Gavin Gibson, ex-diretor executivo da Confederação
Mundial de Leguminosas, explicou à IPS que estas são parte da dieta tradicional
da maior parte dos povos mais pobres do mundo. Das 60 milhões a 65 milhões de
toneladas de leguminosas produzidas por ano, até há pouco tempo apenas entre
sete milhões e dez milhões eram comercializados entre os países. O restante
ficava para consumo interno dos países onde seu cultivo é tradicional,
acrescentou.
A Índia, onde as leguminosas são parte da
alimentação básica há milhares de anos, é o maior produtor e consumidor do
mundo. A África ainda tem problemas para aumentar sua produção, mas consegue
avanços. O Instituto Internacional de Agricultura Tropical (IITA), que
desenvolveu mais de 80% das variedades de feijão-caupi distribuídas entre
agricultores da Nigéria, destaca que as leguminosas são uma fonte alternativa
de proteínas e mais barata do que a animal.

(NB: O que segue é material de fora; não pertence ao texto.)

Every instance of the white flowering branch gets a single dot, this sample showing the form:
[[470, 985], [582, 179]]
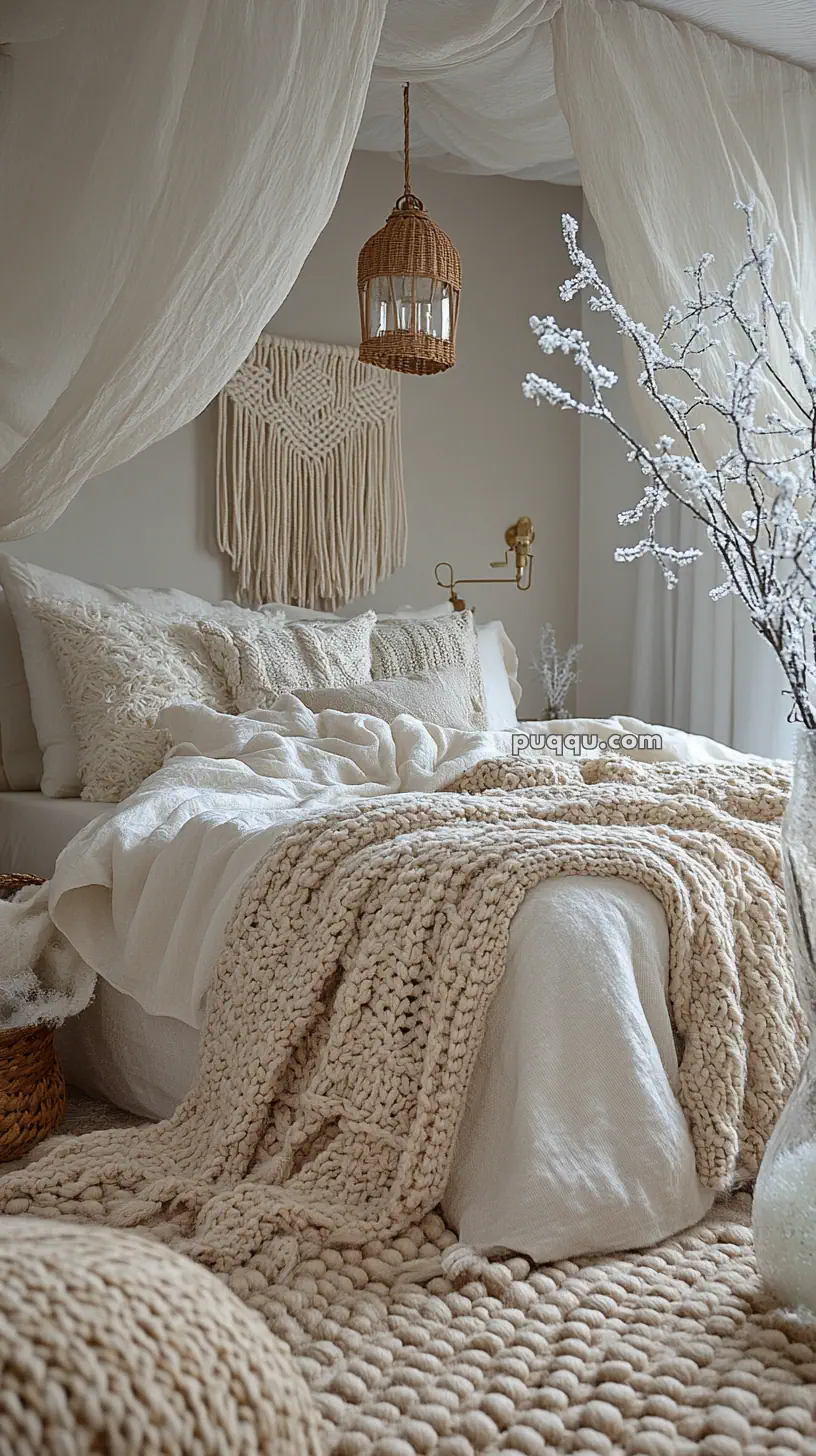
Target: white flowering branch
[[557, 673], [756, 501]]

O feijão-caupi, cultivado tanto para consumo humano
como animal nas zonas semiáridas tropicais da África e da Ásia, é um dos
cultivos mais tolerantes à seca e se adapta a solos de má qualidade.As
leguminosas são estratégicas para se alcançar a segurança alimentar na África,
mas não tem seu cultivo priorizado, enfatizou Charles Govati, especialista em
desenvolvimento e presidente do Consórcio de Serviços de Suprimento Agrícola no
Malaui.
“As leguminosas são o alimento perfeito para a
África, mas sua produção é difícil porque não são implantadas boas políticas”,
ressaltou Govati à IPS. “Fala-se muito das leguminosas, mas há várias
dificuldades a superar, como baixa produção, mau estado dos solos, as pestes e
doenças que as prejudicam”, detalhou. “Os produtores se concentram mais em
plantar para gerar renda e menos para sua alimentação. Além disso, precisamos
de mercados estruturados na África para impulsionar a produção,se queremos
seriamente garantir a segurança alimentar”.
*Este artigo faz parte da cobertura especial da IPS
por ocasião do Dia Mundial da Alimentação, celebrado em 16 de outubro.